Governance System for AI-Adoption at the Team, Organizational, and Industry Levels
In one of our recent newsletters, we discussed System Governance, emphasizing that its broader scope goes beyond data and AI governance. Some of you reached out and asked how it would work throughout the whole ecosystem. The short answer is that you need system governance at the team, organizational, and industry levels to succeed in your AI journey.
Team Level. At the team level (AKA micro level), your employees use AI systems in their daily jobs to automate their repetitive tasks or perform entirely new things that weren’t possible before.
While they’re enhancing their productivity using AI technologies, one of the downsides is the potential risk of over-reliance on AI’s outputs and insights. For example, imagine a structural engineer using an AI system to design and optimize a structural system and accepting the output without verification because of the tight project schedule. In this case, who’s responsible if the building collapses later due to structural system failures? That’s why system governance is important.
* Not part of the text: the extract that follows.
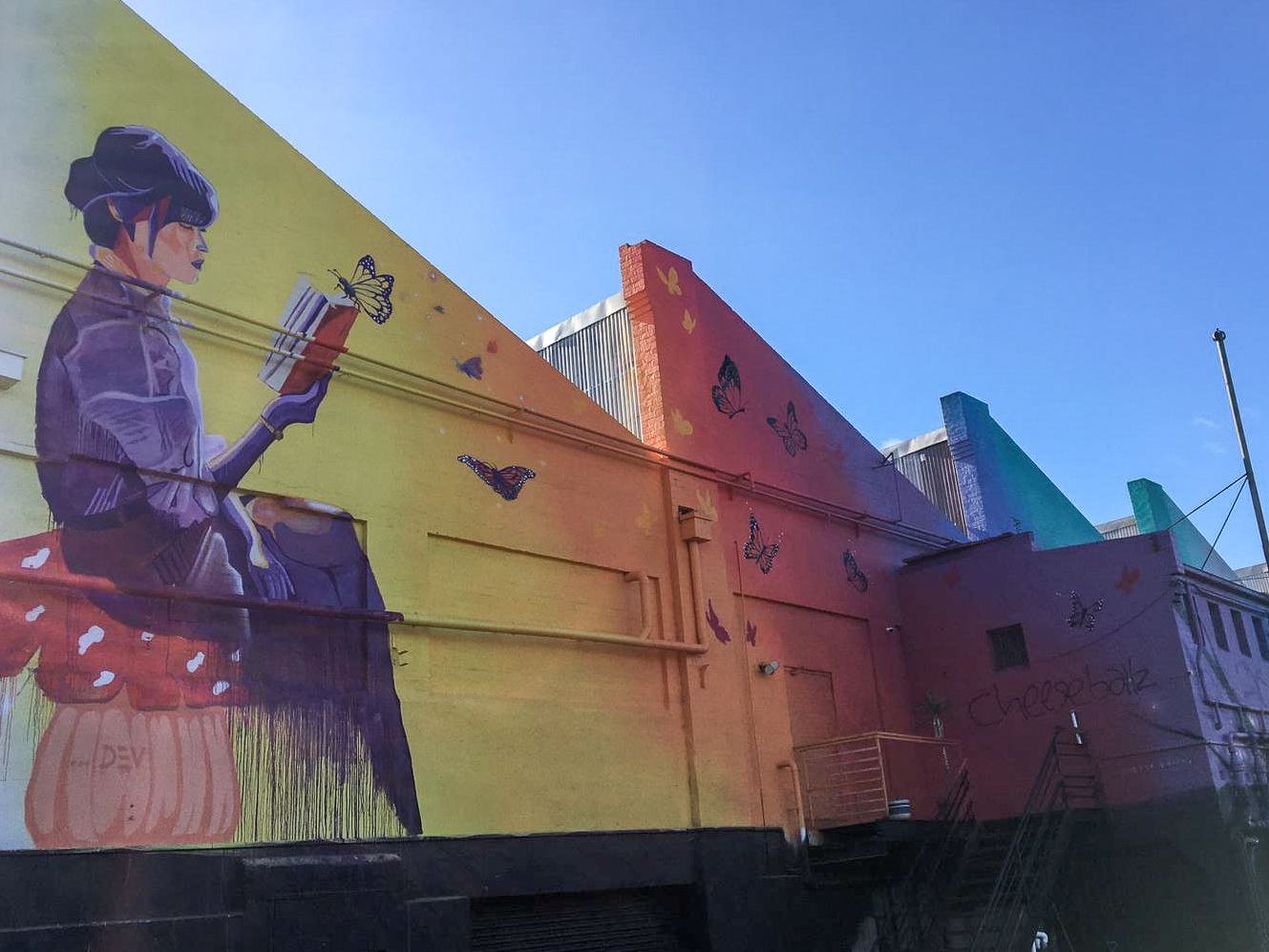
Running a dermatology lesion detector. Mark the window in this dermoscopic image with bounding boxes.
[1230,608,1251,658]
[1251,614,1269,662]
[1207,602,1230,651]
[987,624,1030,671]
At this level, System Governance focuses on providing essential training and documenting dos and don’ts for AI usage. For example, structural engineers must review all AI-generated outputs, including calculations, models, and designs, to confirm their accuracy and relevance to the project specifications. A structural engineer should not approve or stamp any engineering documents generated by AI technologies without full verification.
Organization-Level. At the org level (AKA meso level), AI adoption extends to all or multiple other departments and divisions within your organization, becoming a primary part of your broader workflows and operational strategies.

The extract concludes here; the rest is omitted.